SAA drawing heavily on R14.4bn government guarantee
National carrier South African Airways (SAA) has drawn R8.3-billion of the R14.4-billion in guarantees extended to it by government, Finance Minister Nhlanhla Nene revealed on Wednesday
He said government had stepped in to address the financial position of the airline, which reported a net loss of R2.6-billion in 2013/14, as a result of high operating costs, losses on several international routes and valuation adjustments.
As with other State-owned companies, any additional support would be premised on SAA having a sustainable turnaround plan, with any further fiscal support to be financed “through offsetting asset sales so that there is no net impact on the budget deficit”.
“Measures to achieve operational efficiencies and restore profitability are now in progress,” Nene, who took over direct shareholder responsibility for the national carrier in December, averred.
The associated Budget Review document made specific reference to the 90-day action plan instituted to contain losses, adding that the plan had already produced several results.
SAA confirmed recently that some R600-million in yearly savings would arise from the decision to cull lossmaking services to Beijing, China, and Mumbai, India, as from the end of March.
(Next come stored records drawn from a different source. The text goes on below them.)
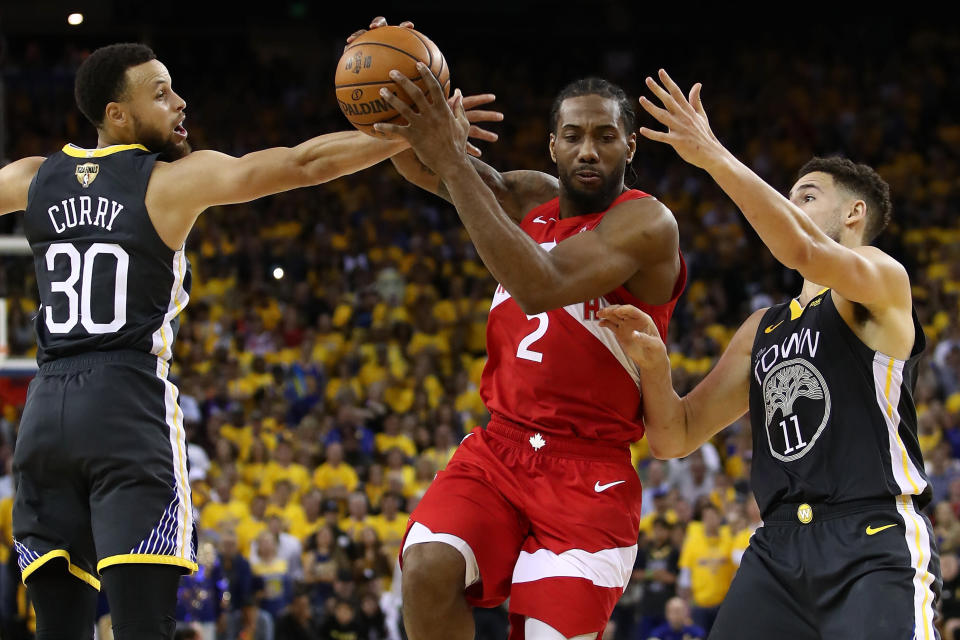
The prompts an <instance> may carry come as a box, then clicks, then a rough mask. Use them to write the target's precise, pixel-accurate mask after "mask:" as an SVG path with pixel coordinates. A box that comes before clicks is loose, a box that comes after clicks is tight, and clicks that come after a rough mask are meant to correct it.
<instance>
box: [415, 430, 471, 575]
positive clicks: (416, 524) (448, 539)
mask: <svg viewBox="0 0 960 640" xmlns="http://www.w3.org/2000/svg"><path fill="white" fill-rule="evenodd" d="M467 435H468V436H469V435H471V434H467ZM464 440H466V438H464ZM425 542H442V543H443V544H448V545H450V546H451V547H453V548H454V549H456V550H457V551H459V552H460V555H462V556H463V560H464V562H465V563H466V568H465V571H464V578H463V583H464V584H463V588H464V589H466V588H467V587H469V586H470V585H472V584H474V583H475V582H478V581H479V580H480V567H479V565H477V557H476V556H475V555H474V554H473V549H471V548H470V545H469V544H467V541H466V540H464V539H463V538H460V537H458V536H455V535H453V534H451V533H434V532H433V531H431V530H430V529H429V528H428V527H427V526H426V525H424V524H422V523H420V522H414V523H413V524H412V525H410V531H408V532H407V537H406V539H405V540H404V542H403V551H402V552H401V554H400V555H403V554H404V553H406V552H407V549H409V548H410V547H412V546H413V545H415V544H423V543H425Z"/></svg>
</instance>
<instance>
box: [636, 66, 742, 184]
mask: <svg viewBox="0 0 960 640" xmlns="http://www.w3.org/2000/svg"><path fill="white" fill-rule="evenodd" d="M659 75H660V82H662V83H663V86H661V85H660V84H659V83H657V81H656V80H654V79H653V78H649V77H648V78H647V87H649V89H650V91H652V92H653V93H654V95H656V96H657V98H659V99H660V102H661V104H663V107H662V108H661V107H658V106H657V105H656V104H654V103H653V102H651V101H650V100H649V99H647V98H646V97H641V98H640V106H641V107H643V108H644V110H645V111H646V112H647V113H649V114H650V115H652V116H653V117H654V118H656V119H657V121H658V122H660V124H663V125H665V126H666V127H667V131H655V130H653V129H648V128H647V127H641V128H640V135H642V136H644V137H645V138H649V139H650V140H655V141H657V142H664V143H666V144H669V145H670V146H671V147H673V148H674V150H676V152H677V153H678V154H679V155H680V157H681V158H683V159H684V160H686V161H687V162H689V163H690V164H692V165H695V166H697V167H700V168H701V169H707V170H708V171H709V170H710V167H711V166H712V165H713V164H714V163H716V162H718V161H720V160H722V158H723V156H724V154H725V153H726V149H724V147H723V145H722V144H720V141H719V140H717V137H716V136H715V135H713V131H712V130H711V129H710V121H709V120H708V119H707V113H706V111H704V109H703V102H702V101H701V100H700V89H701V87H702V85H701V84H700V83H699V82H698V83H696V84H695V85H693V87H692V88H691V89H690V95H689V96H688V97H685V96H684V95H683V92H682V91H681V90H680V87H678V86H677V83H675V82H674V81H673V79H672V78H670V76H669V75H668V74H667V72H666V71H664V70H663V69H660V74H659Z"/></svg>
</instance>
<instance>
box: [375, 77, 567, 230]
mask: <svg viewBox="0 0 960 640" xmlns="http://www.w3.org/2000/svg"><path fill="white" fill-rule="evenodd" d="M495 98H496V96H494V95H493V94H491V93H485V94H480V95H476V96H464V98H463V100H462V103H461V104H462V105H463V109H464V112H465V114H466V117H467V121H468V122H469V123H470V130H469V132H468V136H469V138H475V139H478V140H486V141H488V142H495V141H496V140H497V134H495V133H493V132H491V131H487V130H486V129H482V128H480V127H478V126H477V125H476V123H478V122H499V121H500V120H503V114H502V113H500V112H499V111H487V110H482V109H477V107H478V106H481V105H485V104H489V103H490V102H492V101H493V100H494V99H495ZM450 100H451V101H452V100H454V98H451V99H450ZM467 153H468V154H469V155H470V156H472V157H471V159H470V160H471V162H472V163H473V167H474V169H476V171H477V173H478V174H480V177H481V178H482V179H483V182H484V183H485V184H486V185H487V186H488V187H489V188H490V190H491V191H493V193H494V195H495V196H496V198H497V201H498V202H499V203H500V206H501V207H503V210H504V212H505V213H506V214H507V215H509V216H510V217H511V218H512V219H513V220H514V221H516V222H520V221H521V220H523V217H524V216H525V215H526V214H527V212H529V211H530V210H531V209H533V208H534V207H536V206H538V205H541V204H543V203H544V202H546V201H547V200H551V199H553V198H556V197H557V194H558V193H559V184H558V182H557V179H556V178H554V177H553V176H551V175H548V174H546V173H542V172H540V171H507V172H504V173H501V172H499V171H497V170H496V169H494V168H493V167H491V166H490V165H488V164H487V163H485V162H483V161H482V160H480V159H479V158H480V155H481V154H480V149H478V148H477V147H476V146H474V145H473V144H472V143H471V142H470V141H469V139H468V140H467ZM390 161H391V162H393V166H394V167H396V169H397V172H399V173H400V175H401V176H403V177H404V179H406V180H407V181H408V182H411V183H413V184H415V185H417V186H418V187H420V188H421V189H424V190H425V191H429V192H430V193H433V194H435V195H438V196H440V197H441V198H443V199H444V200H446V201H448V202H453V200H452V198H451V197H450V191H449V190H448V189H447V185H446V184H444V183H443V180H441V179H440V176H439V175H437V174H436V173H435V172H434V171H433V170H432V169H430V167H428V166H427V165H425V164H424V163H423V162H422V161H421V160H420V158H418V157H417V154H416V152H415V151H414V150H413V149H409V150H407V151H404V152H403V153H398V154H397V155H395V156H393V157H392V158H390Z"/></svg>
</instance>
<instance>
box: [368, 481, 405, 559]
mask: <svg viewBox="0 0 960 640" xmlns="http://www.w3.org/2000/svg"><path fill="white" fill-rule="evenodd" d="M402 503H403V497H402V496H400V495H398V494H396V493H387V494H385V495H384V496H383V503H382V504H383V509H382V513H381V514H380V515H378V516H373V517H372V518H370V525H371V526H372V527H373V528H374V530H375V531H376V532H377V535H378V536H379V537H380V541H381V542H382V543H383V550H384V552H385V553H386V554H387V557H388V558H389V559H390V563H391V565H392V564H393V562H394V561H395V560H396V559H397V558H398V557H399V556H400V543H401V542H402V541H403V536H404V534H405V533H406V532H407V521H408V520H409V519H410V514H408V513H404V512H403V511H400V505H401V504H402Z"/></svg>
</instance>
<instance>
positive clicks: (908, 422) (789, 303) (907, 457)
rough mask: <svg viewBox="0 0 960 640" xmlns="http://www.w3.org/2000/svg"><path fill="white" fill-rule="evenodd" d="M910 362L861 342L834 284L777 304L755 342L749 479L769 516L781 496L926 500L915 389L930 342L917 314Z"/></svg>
mask: <svg viewBox="0 0 960 640" xmlns="http://www.w3.org/2000/svg"><path fill="white" fill-rule="evenodd" d="M913 324H914V331H915V336H916V337H915V338H914V345H913V349H912V351H911V353H910V358H909V359H908V360H906V361H904V360H898V359H897V358H891V357H890V356H887V355H884V354H882V353H880V352H878V351H874V350H873V349H870V348H869V347H867V346H866V345H865V344H863V343H862V342H861V341H860V339H859V338H857V336H856V334H854V333H853V331H852V330H851V329H850V327H849V326H847V323H846V322H844V320H843V318H842V317H841V316H840V313H839V312H838V311H837V308H836V305H834V303H833V298H832V296H831V294H830V290H829V289H826V290H824V291H822V292H820V294H818V295H817V296H816V297H814V298H813V299H812V300H811V301H810V302H809V303H808V304H807V306H806V307H805V308H804V307H801V306H800V304H799V303H798V302H797V301H796V300H793V301H792V302H790V303H789V304H781V305H777V306H774V307H771V308H770V309H768V310H767V312H766V313H765V314H764V316H763V319H762V320H761V322H760V327H759V328H758V330H757V335H756V338H755V339H754V343H753V357H752V359H751V367H752V370H751V376H750V416H751V423H752V427H753V466H752V478H751V484H752V485H753V490H754V493H755V495H756V498H757V503H758V504H759V506H760V510H761V512H762V513H767V511H768V510H769V509H770V508H771V507H775V506H776V505H777V504H779V503H781V502H788V503H790V502H809V503H816V502H826V503H830V504H835V503H842V502H848V501H850V500H863V499H873V498H884V497H887V496H918V497H917V500H918V506H919V507H921V508H922V507H923V506H924V505H925V504H926V503H927V502H928V501H929V498H930V488H929V483H928V482H927V478H926V475H925V474H924V469H923V460H922V457H921V454H920V445H919V443H918V441H917V414H916V408H915V407H914V403H913V389H914V387H915V385H916V379H917V372H916V367H917V361H918V359H919V357H920V354H921V353H922V352H923V349H924V347H925V345H926V339H925V338H924V335H923V329H922V327H921V326H920V323H919V321H918V319H917V316H916V313H914V314H913Z"/></svg>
The cessation of the long-haul routes, together with impending changes to SAA’s North American services, would also make up the lion’s share of R1.25-billion in sustainable savings currently being sought.
A Long-Term Turnaround Strategy, aimed at overhauling of its financial, network, fleet and operational model, was being revalidated and would kick in at the end of the 90-day action plan, which was premised on safeguarding SAA’s immediate going-concern status.